HarperLee2.jpgCharles Shields’ biography of Harper Lee is baffling because Harper Lee refused to play the game, except she did play the game for a few innings in the early 60s when her famous novel came out and it was made into a movie with Gregory Peck. 

I just finished Charles Shields’ biography, Mockingbird: A Portrait of Harper Lee
, and have to say it was a delightful read. 
Fans and historians and generally interested folks somehow sense they deserve to know more about Harper Lee. Most authors oblige fans in all sorts of ways. Lee didn’t and doesn’t and that’s OK by me, but it makes the whole story of her life a bit baffling. Anyone who studies the life of another asks the why question, and the one whose story is being told often answers the questions or leaves clues. 
But Harper Lee’s what I’d call a Monument not Built. Famous authors, and she’s surely one, often become monuments of fame and attention. This happens because said authors let it happen and encourage it to happen. Lee chose another way. Just when fame was about to go out of control, she knocked it down to size. She was in that game for awhile and then she became a private person and that’s all there’s to it. She evidently likes to read and write and drink coffee, and to do those things by herself.

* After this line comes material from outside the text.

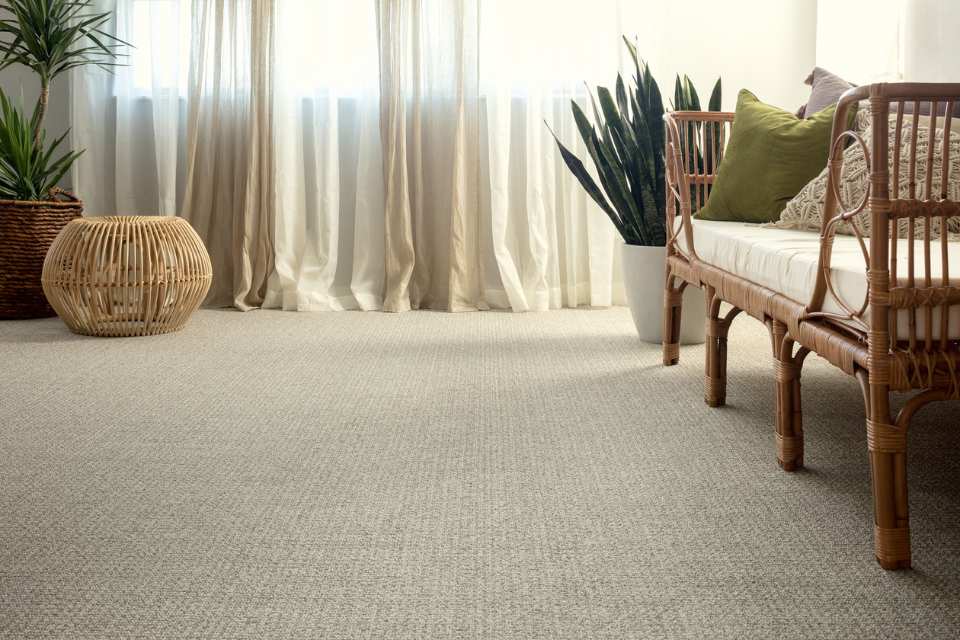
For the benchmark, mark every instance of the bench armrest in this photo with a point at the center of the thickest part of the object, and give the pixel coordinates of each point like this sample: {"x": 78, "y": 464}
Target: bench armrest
{"x": 695, "y": 142}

There are some basic facts. She grew up in Monroeville, Alabama. Her father was one of the centers of this Southern town, a lawyer, owned the newspaper, and had a wife who struggled with mental health. One of his daughters, Alice, was called “Atticus with a skirt” by Harper Lee. One of their next door neighbors, at least some of the time and for parts of years, was none other than Truman Capote. Nelle and Truman were best of friends, and Truman took credit for encouraging Nelle to become a reader and writer.
For all her efforts, Harper Lee was anything but normal – she was very bright and independent and thought for herself and often to herself and by herself. Her high school English teacher, along with Alice, were her biggest life-influencers — that is outside her father. She never married.

She went to Univ of Alabama Law school but stopped shy of graduation because she wanted to go to NY to write … and she did. Her father wasn’t happy. But a friendly family there, in a stroke of what now seems like historical luck, decided to support her for one year so she could write. Which she did … but she, like all authors, needed wisdom from editors and her agent and friends as she learned the art of fiction writing. Her first novel, To Kill a Mockingbird: 50th Anniversary Edition , was her only novel. It changed America. It is likely the only Monument she’ll permit. Good for her, I say.
She tried her hand at another novel but the story goes that someone broke into her home and stole it and she didn’t have the heart to start all over. She evidently began research later on another, but it didn’t make it into print either. We can probably all speculate whether there are some more manuscripts sitting in her home and when she passes on we’ll hear about them … and we can speculate all we want. But I’d have to say if she wanted them in print they’d be in print. Since they aren’t in print, she doesn’t want them there. Good for her, I say.
She helped Truman Capote, a weird dude if ever there was one, write In Cold Blood, and didn’t get credit for her part because Capote stiffed her. She lived in both NYC and in Monroeville, where she lives the way she chooses to live: involved but unnoticed, independent, and leaving would-be historians and interviewers baffled. We’re told she can be seen in Monroeville, but the locals protect her in uncanny ways. The way she’d want it and the way it ought to be.
Shields tells a good story; I’d have liked to hear more about her golf game. She evidently played often.
Ms. Harper Lee, if you ever hear about this little review, I want you to know that I like the Monument you did build and I also like the Monument Not Built. Good for you.